Well...the first week was okay. I almost cried once. Trying to do this assinine thing at work that just drove me batty. I think I was more upset that this was a part of my job and it had no legal ramifications whatsoever, yet there I was spending an entire day trying to get it right. It was ass-i-nine. Then, I went out and bought a book and worked on my goals and asipirations most of which included the fact that I don't want to do anymore assinine jobs a year from now. Seriously. Then, took a trip down memory lane and saw my name in the justice legal list with my called to Bar date...it felt so good. That somewhere in the world I exist and no one can take that away from me. I exist as a barrister, assinine work or not.
So the first week was so-so. Apparently there isn't a bike park around me I can go to in a breezw. Isn't that awful? I know I have passed some bikers on my way to church but I can't seem to figure out where the heck they are going. I miss riding.
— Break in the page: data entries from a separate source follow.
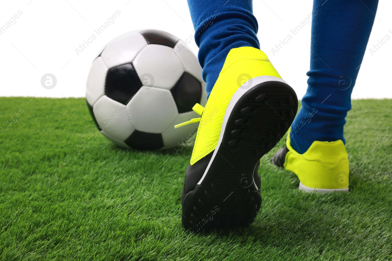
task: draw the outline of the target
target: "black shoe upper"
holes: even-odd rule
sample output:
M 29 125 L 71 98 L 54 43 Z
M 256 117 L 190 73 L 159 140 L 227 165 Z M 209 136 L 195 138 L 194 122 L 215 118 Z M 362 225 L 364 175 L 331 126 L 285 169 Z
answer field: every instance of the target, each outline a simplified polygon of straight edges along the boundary
M 274 157 L 272 158 L 272 163 L 274 165 L 275 165 L 280 167 L 283 167 L 283 165 L 285 164 L 285 160 L 286 158 L 286 155 L 289 152 L 289 149 L 286 146 L 278 151 Z

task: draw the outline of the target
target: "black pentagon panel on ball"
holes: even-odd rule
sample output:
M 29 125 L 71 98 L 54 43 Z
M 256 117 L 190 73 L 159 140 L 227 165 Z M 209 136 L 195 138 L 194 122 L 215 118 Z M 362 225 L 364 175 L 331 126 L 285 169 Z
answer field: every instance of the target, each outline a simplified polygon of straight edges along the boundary
M 187 72 L 184 72 L 170 90 L 179 113 L 192 110 L 201 99 L 201 83 Z
M 94 123 L 95 124 L 95 126 L 98 128 L 98 130 L 100 131 L 101 130 L 99 128 L 99 125 L 98 125 L 97 120 L 95 119 L 95 116 L 94 116 L 94 113 L 93 111 L 93 106 L 90 105 L 89 102 L 87 101 L 87 100 L 86 100 L 86 103 L 87 104 L 87 107 L 89 108 L 89 112 L 90 112 L 90 115 L 91 115 L 91 118 L 93 118 L 93 120 L 94 121 Z
M 164 31 L 148 29 L 140 32 L 149 44 L 159 44 L 174 48 L 179 38 Z
M 109 69 L 105 82 L 105 94 L 109 98 L 126 104 L 143 85 L 131 63 Z
M 160 133 L 149 133 L 135 130 L 124 142 L 136 149 L 158 149 L 163 147 L 163 140 Z

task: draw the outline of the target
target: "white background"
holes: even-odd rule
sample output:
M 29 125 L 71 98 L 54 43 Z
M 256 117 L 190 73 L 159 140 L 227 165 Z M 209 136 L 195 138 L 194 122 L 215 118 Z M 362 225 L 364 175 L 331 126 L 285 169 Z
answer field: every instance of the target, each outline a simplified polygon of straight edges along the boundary
M 90 65 L 100 49 L 113 38 L 143 28 L 164 30 L 182 39 L 193 34 L 185 0 L 24 0 L 2 1 L 2 4 L 0 27 L 18 10 L 23 14 L 0 35 L 0 96 L 84 97 Z M 96 35 L 94 30 L 117 10 L 121 14 L 114 23 L 78 56 L 75 48 L 92 34 Z M 392 98 L 388 79 L 392 72 L 392 39 L 373 56 L 369 50 L 386 34 L 392 36 L 388 32 L 392 31 L 391 10 L 392 2 L 380 0 L 353 99 Z M 306 25 L 275 56 L 271 49 L 312 11 L 310 0 L 254 3 L 261 49 L 299 98 L 306 90 L 310 52 L 307 45 L 310 46 L 311 25 Z M 194 41 L 190 45 L 196 53 Z M 40 83 L 41 77 L 48 73 L 57 79 L 57 85 L 51 90 L 44 88 Z

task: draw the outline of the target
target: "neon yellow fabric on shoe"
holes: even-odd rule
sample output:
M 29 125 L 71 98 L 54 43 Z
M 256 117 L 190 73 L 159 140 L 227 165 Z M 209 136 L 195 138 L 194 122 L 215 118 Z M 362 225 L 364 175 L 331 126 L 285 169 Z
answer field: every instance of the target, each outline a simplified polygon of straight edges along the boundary
M 262 51 L 249 47 L 230 50 L 201 115 L 191 165 L 216 147 L 225 113 L 236 91 L 245 81 L 261 76 L 281 79 Z
M 302 184 L 310 188 L 340 189 L 348 188 L 348 157 L 341 140 L 314 141 L 303 154 L 290 144 L 289 129 L 286 141 L 289 152 L 285 168 L 296 174 Z

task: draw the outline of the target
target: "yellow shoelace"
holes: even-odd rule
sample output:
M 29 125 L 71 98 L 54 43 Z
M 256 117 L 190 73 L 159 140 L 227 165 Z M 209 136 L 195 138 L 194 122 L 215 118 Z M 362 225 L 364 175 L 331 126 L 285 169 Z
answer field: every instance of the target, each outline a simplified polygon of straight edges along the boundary
M 201 116 L 201 114 L 203 113 L 203 111 L 204 110 L 204 107 L 200 105 L 198 103 L 196 103 L 193 106 L 192 108 L 192 110 L 197 113 L 199 115 Z M 190 121 L 186 121 L 185 122 L 183 122 L 182 123 L 180 123 L 180 124 L 178 124 L 176 125 L 175 125 L 174 127 L 176 129 L 180 127 L 182 127 L 183 126 L 185 126 L 185 125 L 189 124 L 190 123 L 194 123 L 195 122 L 197 122 L 200 121 L 200 119 L 201 117 L 199 117 L 198 118 L 194 118 L 192 119 Z

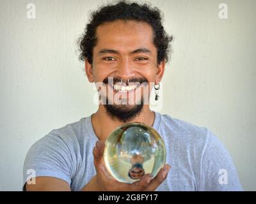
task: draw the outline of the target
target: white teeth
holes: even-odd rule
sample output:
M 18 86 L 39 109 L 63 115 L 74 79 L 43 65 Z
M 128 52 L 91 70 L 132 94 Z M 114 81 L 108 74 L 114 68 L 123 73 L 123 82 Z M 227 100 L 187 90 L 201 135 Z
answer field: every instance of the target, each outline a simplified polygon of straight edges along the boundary
M 127 92 L 132 90 L 134 90 L 136 88 L 136 85 L 114 85 L 114 89 L 118 91 Z

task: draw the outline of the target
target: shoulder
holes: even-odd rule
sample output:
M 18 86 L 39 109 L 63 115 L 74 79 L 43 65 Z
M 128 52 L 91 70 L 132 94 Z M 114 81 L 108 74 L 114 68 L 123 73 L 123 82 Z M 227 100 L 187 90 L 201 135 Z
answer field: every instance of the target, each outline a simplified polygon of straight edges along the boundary
M 160 114 L 159 131 L 167 135 L 167 138 L 174 138 L 182 143 L 206 145 L 209 138 L 211 141 L 216 139 L 209 128 L 192 124 L 186 120 Z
Also, the international job search seems a bit out of reach right now. Europe will not hire you unless you are an European. No sponsorship nothing. They just will not hire you. They only hire members of the European Union. Another assinine moment. What has happened to the world? No one wants anyone to cross over from their country into another country. Yet we all come from the same God but we don' no part of anybody else. There should be a rule that you should be allowed to love wherever the fuck you want. If you try America for a couple of years and it doesn't work out, then you try Switzerland, like I want to do. There should be a rule.